The breast functions as a secretory gland during pregnancy due to the interaction of estrogen and progesterone, where the secretory unit is the lobule.
Is to highlight breast lesions during pregnancy and to show the importance of fine needle aspiration cytology in the diagnosis of these breast lesions.
PATIENTS AND METHOD:
This study was carried out within the Main Referral Training Center for Early Detection of Breast Tumors, Medical City Teaching Hospital, Baghdad (from the beginning of May 2006 till the end of August 2008). Fifty eight pregnant ladies presenting with different breast lesions were included, all were subjected to physical breast examination, ultrasonography of the breast and fine needle aspiration with 10 ml disposable syringe (20-22 gauge), spread on glass slides and fixed in 95% alcohol, stained with Pap stain and examined under light microscope.

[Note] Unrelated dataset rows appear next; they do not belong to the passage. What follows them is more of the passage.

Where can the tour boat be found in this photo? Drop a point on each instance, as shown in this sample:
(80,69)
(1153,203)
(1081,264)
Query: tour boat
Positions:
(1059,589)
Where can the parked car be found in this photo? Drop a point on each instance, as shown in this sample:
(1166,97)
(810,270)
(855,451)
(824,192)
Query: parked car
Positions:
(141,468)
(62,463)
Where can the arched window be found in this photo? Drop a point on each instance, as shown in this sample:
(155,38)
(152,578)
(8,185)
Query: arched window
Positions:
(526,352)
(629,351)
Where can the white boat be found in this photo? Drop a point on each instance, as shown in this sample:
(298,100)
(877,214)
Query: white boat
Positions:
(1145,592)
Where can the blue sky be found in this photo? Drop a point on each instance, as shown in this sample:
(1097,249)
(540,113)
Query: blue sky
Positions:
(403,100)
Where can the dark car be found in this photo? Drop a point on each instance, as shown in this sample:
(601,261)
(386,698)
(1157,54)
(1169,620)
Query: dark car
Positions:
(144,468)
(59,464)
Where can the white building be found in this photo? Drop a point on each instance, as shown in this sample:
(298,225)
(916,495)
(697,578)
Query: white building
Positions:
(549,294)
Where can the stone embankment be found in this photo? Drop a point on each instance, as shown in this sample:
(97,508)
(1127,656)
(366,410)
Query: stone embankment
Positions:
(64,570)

Clinicopathological study of 58 pregnant ladies presented with breast lesions including the age (range between 17-42 years), chief complaint (pain 10(17.2%)cases, mass 30(51.8%) cases, discharge 3(5.2%) cases, painful mass 11(18.9%) cases, axillary mass 3(5.2%) cases and pain and discharge in 1(1.7%) case) , site of the lesion (left side 24(41.4%) cases, right side 27(46.5%) cases and bilateral in 7(12.1%) cases.), the time of presentation during pregnancy (first trimester 19(32.8%) cases, second trimester 26(44.8%) and third trimester 13(22.4%) cases.) Our results show that breast lesions presented during pregnancy were benign in 54 (93.1%) cases, and malignant in 4 (6.9%) cases (all were breast carcinoma), the benign lesions include: fibroadenoma 15(25.9%) cases, inflammatory lesions 13(22.4%) cases, galactocele 8(13.8%) cases, fibrocystic changes 6(10.3%) cases, pregnancy related changes 5(8.6%) cases, lactating adenoma 3(5.2%) cases, 2(3.5%) cases lipoma, and papilloma one (1.7%) case , and one case was diagnosed as accessory axillary breast tissue.
The majority of breast lesions during pregnancy are benign; however, a small percentage of these lesions prove to be malignant. Aspiration cytology has a place in the work up of abnormal areas found in pregnant breasts but an experienced cytologist with knowledge of the clinical setting is required.